Il pamphlet veloce, che va a ruba a Parigi e non è stato ancora tradotto in Italia, non è un trattato di sociologia, bensì un’ introduzione politica engagée alla nostra nuova società del sacrificio. Il vecchio capitalismo era ancora fondato sulla produzione, l’«ipercapitalismo» -, concetto coniato dall’autore, è un modo di distruzione. Svuota, chiude, licenzia. Si fonda sull’«hypertravail» (l’iperlavoro): un doppio modo di sfruttamento totale, dove il consumatore accetta di lavorare per il venditore, per poi comprare la merce; cioè, regala due volte il valore della merce, in cambio di nulla. Un sistema che vende un’immaginario a quello che immagina, nella scia delle scoperte di Guy Debord sulla società dello spettacolo, a cui questo libro è ispirato. Il surlavoro diventa in questo sistema l’unica chance di «esistere» perché unico modo di accedere all’«iperreale».
Nell’ipercapitalismo, la redditività è assoluta, esige da ogni essere di essere assolutamente profittevole, cioè di produrre di tutto ma di costare poco o niente. Smantellato tutto l’apparato produttivo, l’impresa più profittevole è quella che sopprime più salari, opera più licenziamenti e disperazione… Cosa si diventa oggi senza stipendio? Non è il problema del sistema, tutto al più un problema personale, psicologico. L’esistenza non è mai garantita: è insieme fonte del valore dell’oggetto e oggetto di tutte le lotte. Ma una società che inizia per fare coincidere la realtà alle cose inanimate, distruggendola, finisce necessariamente per distruggere la realtà dentro le persone.

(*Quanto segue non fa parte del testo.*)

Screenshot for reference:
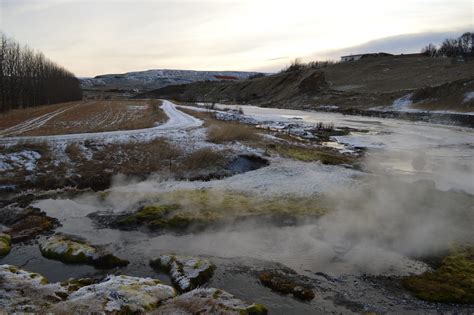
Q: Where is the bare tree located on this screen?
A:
[421,44,438,57]
[0,33,82,112]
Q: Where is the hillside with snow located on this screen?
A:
[80,69,258,90]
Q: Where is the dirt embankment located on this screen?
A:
[136,56,474,111]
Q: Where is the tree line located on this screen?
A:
[421,32,474,58]
[0,33,82,112]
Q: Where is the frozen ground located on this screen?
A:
[0,101,474,314]
[0,101,202,145]
[371,92,474,115]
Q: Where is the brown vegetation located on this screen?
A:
[0,100,167,136]
[180,107,260,143]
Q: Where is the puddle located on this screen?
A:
[227,155,270,174]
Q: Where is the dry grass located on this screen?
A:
[0,100,167,136]
[0,102,81,130]
[180,108,260,143]
[181,148,226,171]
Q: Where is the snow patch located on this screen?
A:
[462,91,474,103]
[0,150,41,172]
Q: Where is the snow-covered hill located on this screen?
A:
[80,69,257,90]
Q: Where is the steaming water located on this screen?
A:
[219,105,474,194]
[2,106,474,313]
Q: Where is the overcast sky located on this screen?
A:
[0,0,474,76]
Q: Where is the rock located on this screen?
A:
[150,255,216,292]
[0,233,11,257]
[40,235,129,268]
[154,288,268,315]
[51,275,176,314]
[259,272,314,301]
[0,207,59,243]
[0,265,67,314]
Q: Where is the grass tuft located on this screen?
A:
[403,247,474,304]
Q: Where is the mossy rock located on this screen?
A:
[150,255,216,292]
[403,247,474,304]
[116,204,179,226]
[40,235,129,269]
[50,275,176,314]
[0,233,12,257]
[156,288,268,315]
[259,272,314,301]
[110,189,326,230]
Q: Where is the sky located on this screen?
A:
[0,0,474,77]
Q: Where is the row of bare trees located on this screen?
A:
[421,32,474,57]
[0,34,82,112]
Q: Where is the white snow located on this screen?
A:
[57,275,176,313]
[463,91,474,103]
[0,100,202,145]
[0,150,41,172]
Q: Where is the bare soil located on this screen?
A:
[0,100,167,136]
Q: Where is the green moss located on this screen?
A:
[403,247,474,304]
[61,278,97,292]
[40,237,129,269]
[212,289,222,299]
[97,191,110,201]
[0,233,11,257]
[116,190,325,229]
[259,272,314,301]
[117,204,179,225]
[266,143,355,165]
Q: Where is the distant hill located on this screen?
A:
[136,55,474,112]
[80,69,258,91]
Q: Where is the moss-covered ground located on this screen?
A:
[403,247,474,304]
[114,190,325,229]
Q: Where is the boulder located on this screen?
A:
[153,288,268,315]
[50,275,176,314]
[0,265,67,314]
[0,233,11,257]
[40,234,129,269]
[150,255,216,292]
[259,272,314,301]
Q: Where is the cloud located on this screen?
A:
[304,27,469,61]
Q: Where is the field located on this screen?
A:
[0,100,167,137]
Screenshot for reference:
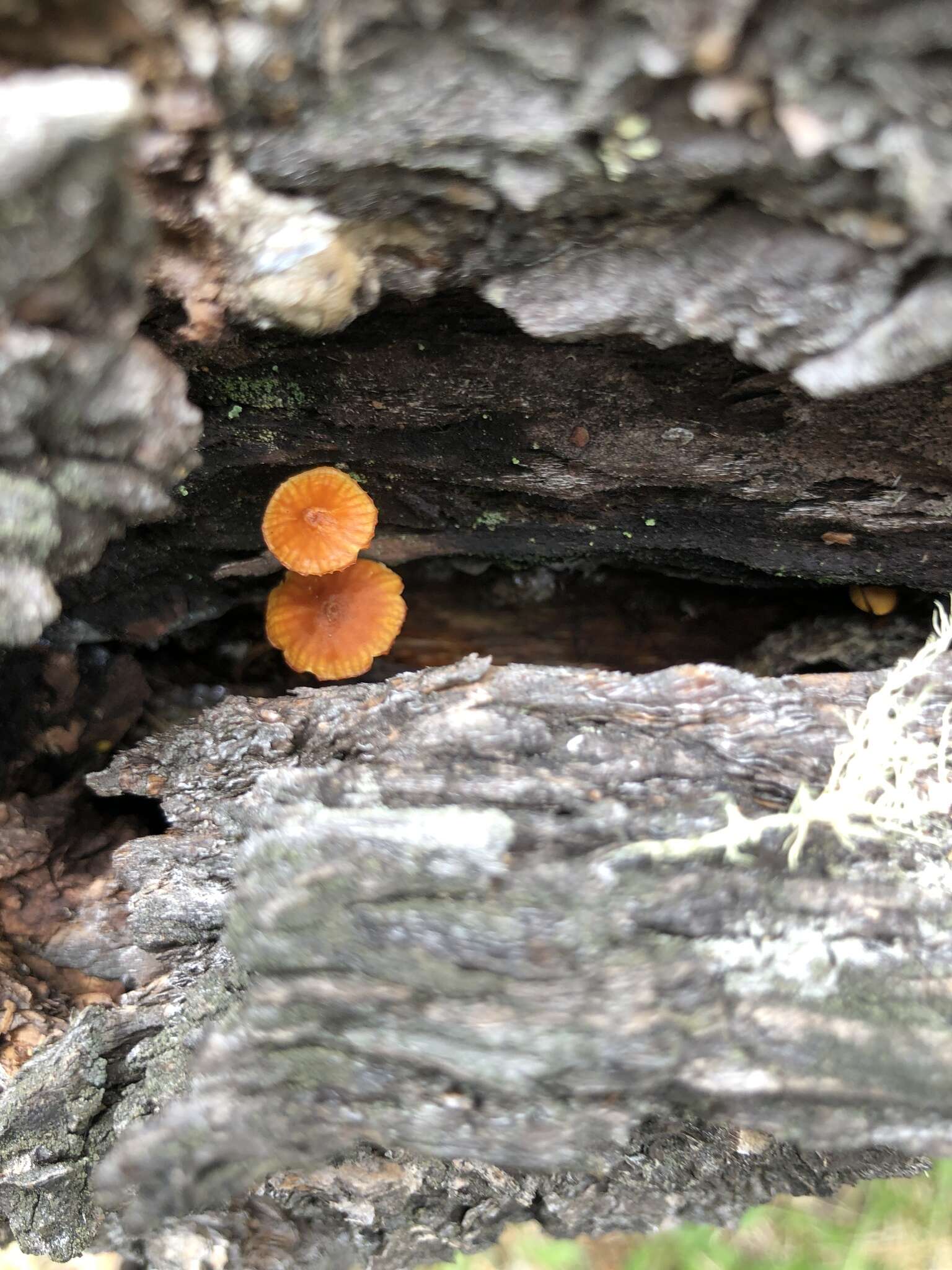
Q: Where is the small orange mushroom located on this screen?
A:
[262,468,377,575]
[849,587,899,617]
[265,560,406,680]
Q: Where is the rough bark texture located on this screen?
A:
[0,69,201,645]
[0,658,952,1266]
[0,0,952,1270]
[51,295,952,642]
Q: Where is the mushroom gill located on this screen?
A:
[265,560,406,680]
[262,468,377,575]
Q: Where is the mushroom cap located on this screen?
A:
[262,468,377,574]
[265,560,406,680]
[849,587,899,617]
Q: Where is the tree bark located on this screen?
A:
[0,0,952,1270]
[0,658,952,1266]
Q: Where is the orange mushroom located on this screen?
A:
[849,587,899,617]
[265,560,406,680]
[262,468,377,575]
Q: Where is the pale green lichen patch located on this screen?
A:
[618,605,952,869]
[472,512,508,533]
[219,372,307,409]
[0,473,60,562]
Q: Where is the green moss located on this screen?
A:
[219,373,307,409]
[472,512,506,533]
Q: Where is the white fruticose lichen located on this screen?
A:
[620,605,952,869]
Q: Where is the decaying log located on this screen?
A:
[0,68,201,646]
[51,295,952,642]
[0,658,952,1266]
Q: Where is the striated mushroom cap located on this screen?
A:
[849,587,899,617]
[265,560,406,680]
[262,468,377,575]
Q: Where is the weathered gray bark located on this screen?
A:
[0,658,952,1266]
[0,0,952,1270]
[0,68,201,646]
[7,0,952,644]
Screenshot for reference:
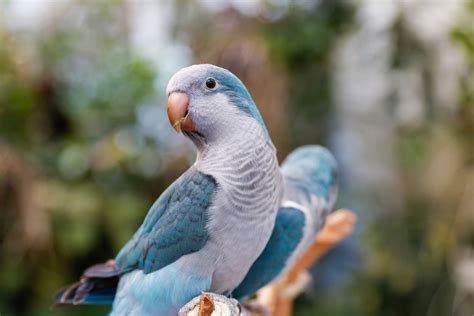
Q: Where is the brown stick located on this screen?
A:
[257,209,356,316]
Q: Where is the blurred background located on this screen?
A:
[0,0,474,316]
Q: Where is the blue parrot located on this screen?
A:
[56,65,284,315]
[232,145,338,301]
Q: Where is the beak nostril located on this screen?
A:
[168,92,194,132]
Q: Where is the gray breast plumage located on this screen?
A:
[196,118,283,293]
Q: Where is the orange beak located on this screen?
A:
[168,92,195,133]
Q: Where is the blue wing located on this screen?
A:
[232,207,305,299]
[54,169,217,306]
[115,169,217,273]
[232,146,337,299]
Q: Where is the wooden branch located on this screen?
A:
[257,209,356,316]
[179,209,356,316]
[179,292,251,316]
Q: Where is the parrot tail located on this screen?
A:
[52,260,122,308]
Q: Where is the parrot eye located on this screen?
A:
[206,78,217,90]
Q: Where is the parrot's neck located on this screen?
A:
[193,119,276,172]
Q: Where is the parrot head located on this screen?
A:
[166,64,269,145]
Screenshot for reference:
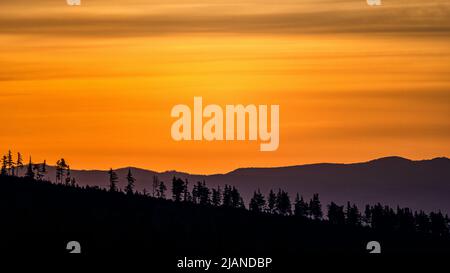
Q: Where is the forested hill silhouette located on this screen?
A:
[0,174,450,258]
[31,157,450,213]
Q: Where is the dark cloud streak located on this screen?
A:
[0,6,450,37]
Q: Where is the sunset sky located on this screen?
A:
[0,0,450,173]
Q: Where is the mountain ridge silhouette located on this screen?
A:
[28,156,450,213]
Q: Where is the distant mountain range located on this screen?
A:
[37,157,450,213]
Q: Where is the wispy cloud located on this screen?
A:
[0,0,450,37]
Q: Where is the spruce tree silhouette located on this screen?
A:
[16,153,23,176]
[345,202,361,226]
[6,150,14,175]
[294,193,308,217]
[211,186,222,207]
[276,189,292,215]
[152,175,159,197]
[183,178,192,202]
[25,156,34,179]
[309,193,323,220]
[172,176,185,202]
[221,184,232,208]
[157,181,167,199]
[108,168,119,192]
[267,190,277,214]
[56,158,69,183]
[327,202,345,225]
[249,189,266,212]
[0,155,8,176]
[125,169,136,194]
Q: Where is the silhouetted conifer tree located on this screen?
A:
[267,190,277,214]
[172,176,184,202]
[309,193,323,220]
[6,150,14,175]
[152,175,159,197]
[25,156,34,179]
[211,186,222,207]
[222,184,232,207]
[16,153,23,176]
[276,189,292,215]
[183,179,192,202]
[345,202,361,226]
[294,193,308,217]
[327,202,345,225]
[0,155,8,176]
[249,189,266,212]
[125,169,136,194]
[157,181,167,199]
[108,168,119,192]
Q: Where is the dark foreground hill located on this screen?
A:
[0,176,450,259]
[39,157,450,213]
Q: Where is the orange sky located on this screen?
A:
[0,0,450,173]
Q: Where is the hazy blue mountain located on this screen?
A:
[36,157,450,213]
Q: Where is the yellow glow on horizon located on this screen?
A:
[0,1,450,173]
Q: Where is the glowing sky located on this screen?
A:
[0,0,450,173]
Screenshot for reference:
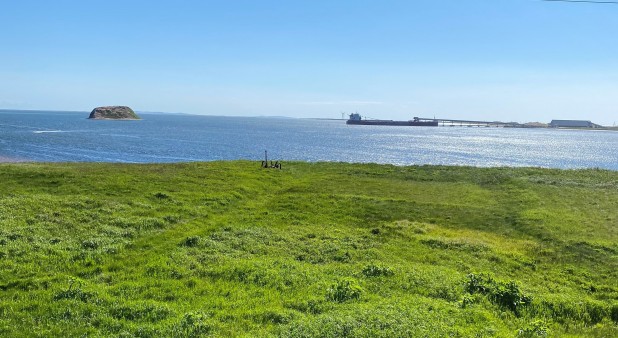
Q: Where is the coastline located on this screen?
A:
[0,155,28,163]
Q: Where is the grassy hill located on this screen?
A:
[0,162,618,337]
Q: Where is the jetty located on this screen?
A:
[414,117,528,128]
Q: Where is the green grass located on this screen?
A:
[0,161,618,337]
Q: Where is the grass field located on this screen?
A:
[0,161,618,337]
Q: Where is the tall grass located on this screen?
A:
[0,161,618,337]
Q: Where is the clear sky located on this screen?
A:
[0,0,618,125]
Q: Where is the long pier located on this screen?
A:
[414,117,525,128]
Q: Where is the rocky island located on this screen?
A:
[88,106,140,120]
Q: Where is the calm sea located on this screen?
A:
[0,111,618,170]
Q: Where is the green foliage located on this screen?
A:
[517,320,549,338]
[326,278,363,303]
[464,273,532,314]
[0,161,618,337]
[363,264,395,277]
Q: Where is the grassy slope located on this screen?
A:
[0,162,618,337]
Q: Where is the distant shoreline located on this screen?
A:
[0,155,29,163]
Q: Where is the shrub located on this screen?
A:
[517,320,549,338]
[363,264,395,277]
[464,274,532,314]
[180,236,200,248]
[326,278,363,303]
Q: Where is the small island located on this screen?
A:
[88,106,140,120]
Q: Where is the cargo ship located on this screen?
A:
[346,113,438,127]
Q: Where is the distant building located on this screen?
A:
[549,120,600,128]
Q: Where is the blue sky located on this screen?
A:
[0,0,618,125]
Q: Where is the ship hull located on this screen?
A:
[346,120,438,127]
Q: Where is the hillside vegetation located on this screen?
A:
[0,161,618,337]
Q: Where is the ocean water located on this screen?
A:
[0,111,618,170]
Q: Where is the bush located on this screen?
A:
[180,236,200,248]
[363,264,395,277]
[464,274,532,314]
[326,278,363,303]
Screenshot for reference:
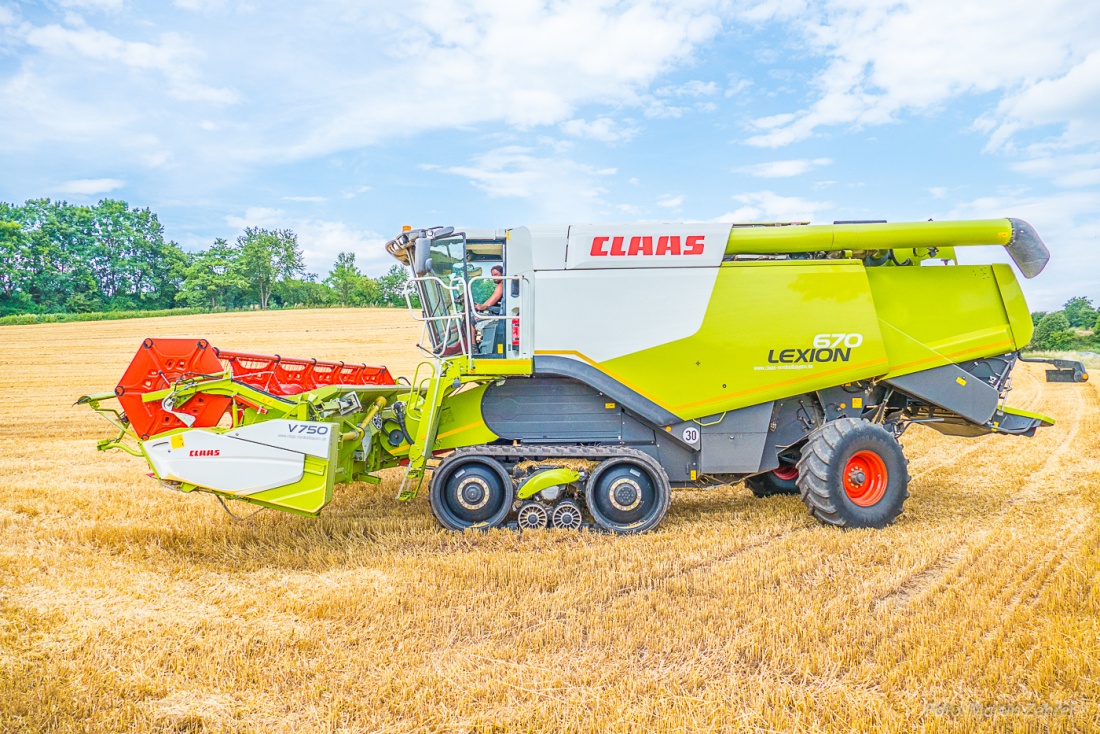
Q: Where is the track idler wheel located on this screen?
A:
[584,457,672,535]
[799,418,909,528]
[428,456,516,530]
[516,502,550,530]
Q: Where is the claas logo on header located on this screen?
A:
[590,234,704,258]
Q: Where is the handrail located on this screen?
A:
[405,275,528,359]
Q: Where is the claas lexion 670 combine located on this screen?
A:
[79,219,1087,533]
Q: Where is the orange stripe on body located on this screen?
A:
[675,358,890,410]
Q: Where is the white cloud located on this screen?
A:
[981,48,1100,146]
[734,158,833,178]
[58,178,125,196]
[1012,152,1100,189]
[943,191,1100,309]
[561,118,638,143]
[715,191,833,222]
[440,146,617,221]
[226,207,394,277]
[748,0,1100,147]
[61,0,125,11]
[25,25,237,103]
[290,0,721,155]
[653,79,718,97]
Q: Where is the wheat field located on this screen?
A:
[0,309,1100,732]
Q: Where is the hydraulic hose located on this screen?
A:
[340,395,389,442]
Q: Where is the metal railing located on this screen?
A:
[405,275,527,359]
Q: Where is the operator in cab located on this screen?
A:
[474,265,504,311]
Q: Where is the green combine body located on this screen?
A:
[81,219,1087,533]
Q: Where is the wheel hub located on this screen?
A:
[842,451,890,507]
[609,476,641,512]
[458,476,490,510]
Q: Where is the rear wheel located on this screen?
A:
[584,457,672,535]
[798,418,909,528]
[428,456,516,530]
[745,461,799,497]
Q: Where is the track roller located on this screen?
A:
[584,456,672,535]
[516,502,550,530]
[550,500,582,530]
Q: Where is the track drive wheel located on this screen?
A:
[584,456,672,535]
[428,456,516,530]
[798,418,909,528]
[745,461,799,497]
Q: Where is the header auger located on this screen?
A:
[80,219,1087,533]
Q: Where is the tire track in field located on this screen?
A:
[608,524,817,601]
[872,373,1098,642]
[633,370,1065,605]
[875,372,1097,609]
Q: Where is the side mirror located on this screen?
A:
[406,227,454,277]
[413,234,431,277]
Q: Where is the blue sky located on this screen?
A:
[0,0,1100,308]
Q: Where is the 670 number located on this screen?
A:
[814,333,864,349]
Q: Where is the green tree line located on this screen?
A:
[0,199,407,317]
[1027,296,1100,351]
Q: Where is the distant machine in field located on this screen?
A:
[79,219,1088,534]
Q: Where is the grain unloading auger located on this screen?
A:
[80,219,1087,533]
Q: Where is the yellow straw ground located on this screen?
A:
[0,310,1100,732]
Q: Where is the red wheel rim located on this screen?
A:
[844,451,890,507]
[771,464,799,482]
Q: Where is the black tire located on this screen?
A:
[584,456,672,535]
[745,463,799,497]
[799,418,909,528]
[428,456,516,530]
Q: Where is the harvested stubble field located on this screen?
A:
[0,310,1100,732]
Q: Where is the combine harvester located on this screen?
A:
[79,219,1088,533]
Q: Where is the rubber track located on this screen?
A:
[798,418,911,527]
[432,446,672,530]
[436,446,668,473]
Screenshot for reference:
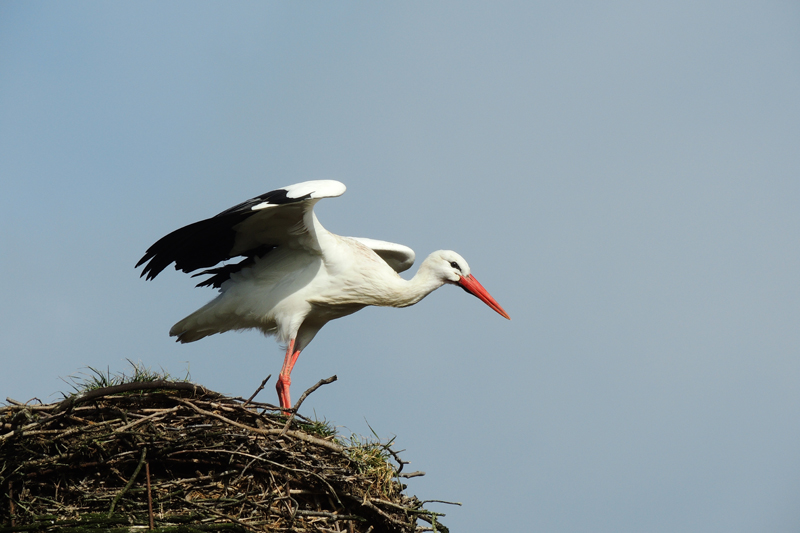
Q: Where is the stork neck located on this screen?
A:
[394,260,444,307]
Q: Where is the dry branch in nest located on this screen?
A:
[0,381,447,533]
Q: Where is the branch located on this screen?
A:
[54,379,216,413]
[281,375,339,435]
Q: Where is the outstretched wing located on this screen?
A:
[136,180,345,287]
[349,237,415,273]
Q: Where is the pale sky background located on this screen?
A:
[0,1,800,533]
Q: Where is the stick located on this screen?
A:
[108,448,147,517]
[54,379,212,413]
[281,374,339,436]
[144,461,155,529]
[242,374,272,407]
[8,481,17,527]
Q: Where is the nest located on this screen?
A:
[0,381,447,532]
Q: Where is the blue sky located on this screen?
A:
[0,2,800,533]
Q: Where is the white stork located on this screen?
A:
[136,180,510,409]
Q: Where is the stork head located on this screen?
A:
[430,250,511,320]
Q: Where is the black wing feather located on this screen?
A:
[136,189,311,287]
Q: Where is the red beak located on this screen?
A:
[458,274,511,320]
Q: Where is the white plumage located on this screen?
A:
[136,180,509,408]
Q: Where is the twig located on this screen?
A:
[144,461,155,529]
[8,481,16,527]
[175,398,344,452]
[54,379,216,413]
[114,405,178,433]
[242,374,272,407]
[420,500,461,507]
[281,375,339,435]
[108,448,147,517]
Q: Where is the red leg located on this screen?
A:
[275,339,300,409]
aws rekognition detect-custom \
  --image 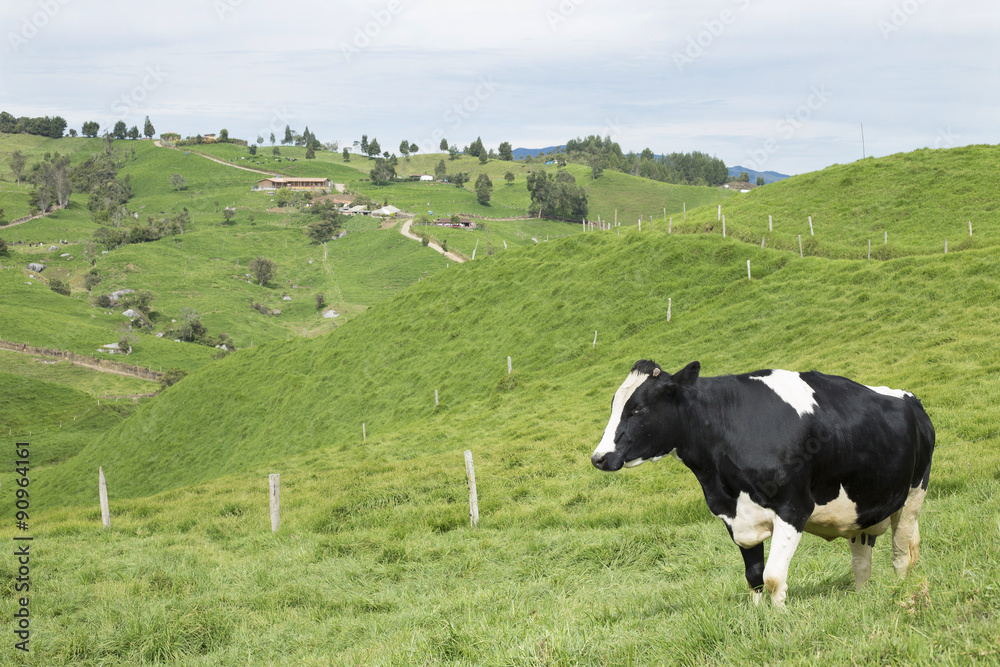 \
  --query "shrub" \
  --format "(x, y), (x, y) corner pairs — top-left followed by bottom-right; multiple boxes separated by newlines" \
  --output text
(49, 278), (69, 296)
(160, 368), (187, 389)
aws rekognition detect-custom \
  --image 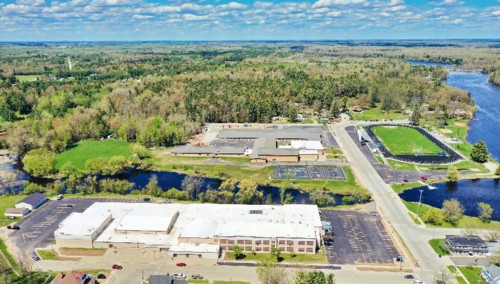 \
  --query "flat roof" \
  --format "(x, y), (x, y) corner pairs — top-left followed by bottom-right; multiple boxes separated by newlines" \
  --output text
(54, 212), (111, 237)
(73, 202), (321, 247)
(116, 208), (177, 232)
(172, 146), (247, 155)
(217, 127), (323, 140)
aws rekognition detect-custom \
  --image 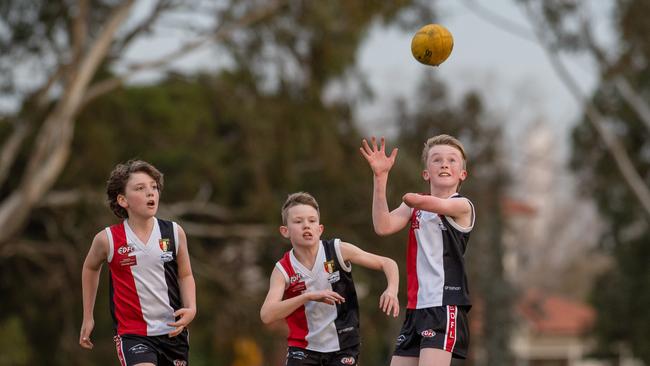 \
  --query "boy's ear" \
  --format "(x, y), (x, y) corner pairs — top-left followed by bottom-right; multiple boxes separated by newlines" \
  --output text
(280, 226), (289, 239)
(117, 194), (129, 209)
(459, 169), (467, 182)
(422, 169), (429, 182)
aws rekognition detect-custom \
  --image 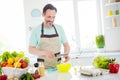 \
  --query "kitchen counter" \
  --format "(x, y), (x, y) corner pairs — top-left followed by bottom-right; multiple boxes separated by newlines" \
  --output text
(37, 68), (120, 80)
(33, 52), (120, 80)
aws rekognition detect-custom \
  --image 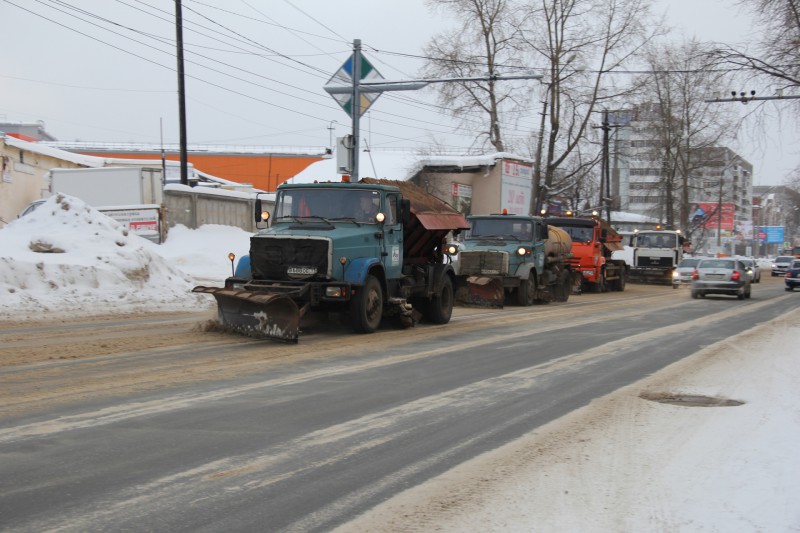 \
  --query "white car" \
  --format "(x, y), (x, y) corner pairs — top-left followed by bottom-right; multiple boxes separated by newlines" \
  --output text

Essere suicidario, tra l’altro, non implica necessariamente un passaggio all’atto. La maggioranza dei suicidari, sopravvive in una «vita senza esistenza», ritmata dall’ipersfruttamento. L’ipercapitalismo è ultraliberale, lascia la scelta tra vita ipersfrutatta o l’immolazione, la sua formula tacita è «ognuno è libero di distruggersi».
Il suicido d’altronde è comodo, è un’omicidio senza colpevole, perché la vittima assicura se stessa la propria distruzione. Autorizzate a vivere, sono difatti solo le esistenze assolutamente redditizie, produttori e lavoratori. Cosa fare allora degli operai, dei disoccupati, dei poveri, di quelli che non possono più consumare? Perché non farne, si chiede Galibert, dei suicidati? Dietro l’apparente insostenibilità delle domande, il filosofo denuncia il cinismo totale dell’ipercapitalismo che opera «un triage selettivo tra le esistenze che consacreranno la loro esistenza all’iperlavoro, e quelle che saranno distrutte».
In prospettiva storica, questa nuova fase del capitalismo dove il suicidio è il modo di selezione ideale, apre ad una fase di obbedienza assoluta: «la prima obbedienza assoluta dal periodo della schiavitù : obbedire a tutto o morire» . Per questo motivo l’indignazione è l’esatto contrario del suicidio. L’unica via per uscire da una società suicidatrice, come richiama Galibert: la rivolta collettiva, planetaria e nonviolenta, non a caso vera bestia nera del ipercapitalismo.
L’analisi, per certi tratti violenta, è intelligente e acutissima. Eppure, manca una riflessione sugli aspetti più profondi e invisibili di questa crisi antropologica di dimensione storica. Perché l’identità umana cede di fronte ad una semplice perdita del lavoro? E la rivolta non è forse meglio dell’autodistruzione?